(594a) Fibronectin/Polyelectrolyte Multilayer Assemblies: Film Formation and Cell Attachment Studies

Electrostatically driven layer-by-layer (LbL) self-assembly is a simple and robust method for realizing structurally tailored biomaterial coatings, of thickness ca. 10 nanometers, containing biofunctional ligands. We investigate the placement of fibronectin ? a matrix protein useful in tissue engineering applications ? onto multilayer films formed by the alternate deposition of poly-L-lysine (PLL) and dextran sulfate (DXS). We use optical waveguide lightmode spectroscopy (OWLS) and quartz crystal microbalance with dissipation (QCM-D) to characterize film formation in situ. We find fibronectin adsorption to a film terminated with PLL to exhibit rapid kinetics and a large saturation, and to be essentially irreversible. In contrast, fibronectin adsorption to a film terminated with DXS is characterized by slower kinetics and a more modest saturation, and is partially reversible.
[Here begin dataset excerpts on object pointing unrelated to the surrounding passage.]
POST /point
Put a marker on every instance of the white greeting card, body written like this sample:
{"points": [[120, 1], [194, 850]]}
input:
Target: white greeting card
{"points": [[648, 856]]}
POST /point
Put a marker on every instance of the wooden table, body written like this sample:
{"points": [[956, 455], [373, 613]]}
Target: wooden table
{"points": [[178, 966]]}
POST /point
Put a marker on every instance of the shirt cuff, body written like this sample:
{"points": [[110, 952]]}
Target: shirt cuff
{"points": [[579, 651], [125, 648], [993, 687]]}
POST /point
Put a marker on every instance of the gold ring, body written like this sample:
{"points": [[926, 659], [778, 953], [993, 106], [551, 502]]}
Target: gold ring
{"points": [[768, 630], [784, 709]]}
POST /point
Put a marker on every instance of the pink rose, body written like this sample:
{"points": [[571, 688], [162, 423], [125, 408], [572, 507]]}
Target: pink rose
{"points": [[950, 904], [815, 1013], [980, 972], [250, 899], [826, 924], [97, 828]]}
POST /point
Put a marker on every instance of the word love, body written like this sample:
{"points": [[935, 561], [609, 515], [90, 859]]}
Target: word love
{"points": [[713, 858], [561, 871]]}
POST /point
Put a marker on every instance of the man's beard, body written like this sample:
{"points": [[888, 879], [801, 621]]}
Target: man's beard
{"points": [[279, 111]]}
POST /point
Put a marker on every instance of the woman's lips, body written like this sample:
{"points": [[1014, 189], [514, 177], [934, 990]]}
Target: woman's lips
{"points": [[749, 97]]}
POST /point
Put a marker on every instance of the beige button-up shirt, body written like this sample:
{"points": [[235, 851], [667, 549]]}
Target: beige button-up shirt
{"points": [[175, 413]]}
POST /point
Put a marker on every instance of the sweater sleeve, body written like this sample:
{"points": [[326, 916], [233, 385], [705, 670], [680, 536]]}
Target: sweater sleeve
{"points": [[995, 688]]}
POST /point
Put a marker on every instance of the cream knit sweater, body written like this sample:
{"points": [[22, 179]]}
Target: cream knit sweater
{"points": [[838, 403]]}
We find no evidence of fibronectin penetrating the multilayer film. We use optical microscopy to determine the influence of fibronectin/polyelectrolyte multilayer assemblies on human umbilical endothelial cell (HUVEC) behavior. We observe the addition of fibronectin to DXS terminated assemblies to result in drastically increased HUVEC spreading and circularity. In contrast, the addition of fibronectin to PLL terminated assemblies leads to only subtle changes in the HUVEC response. We discuss this key difference in terms of the structure of the adsorbed fibronectin layer as well as the charge and hydration of the multilayer film.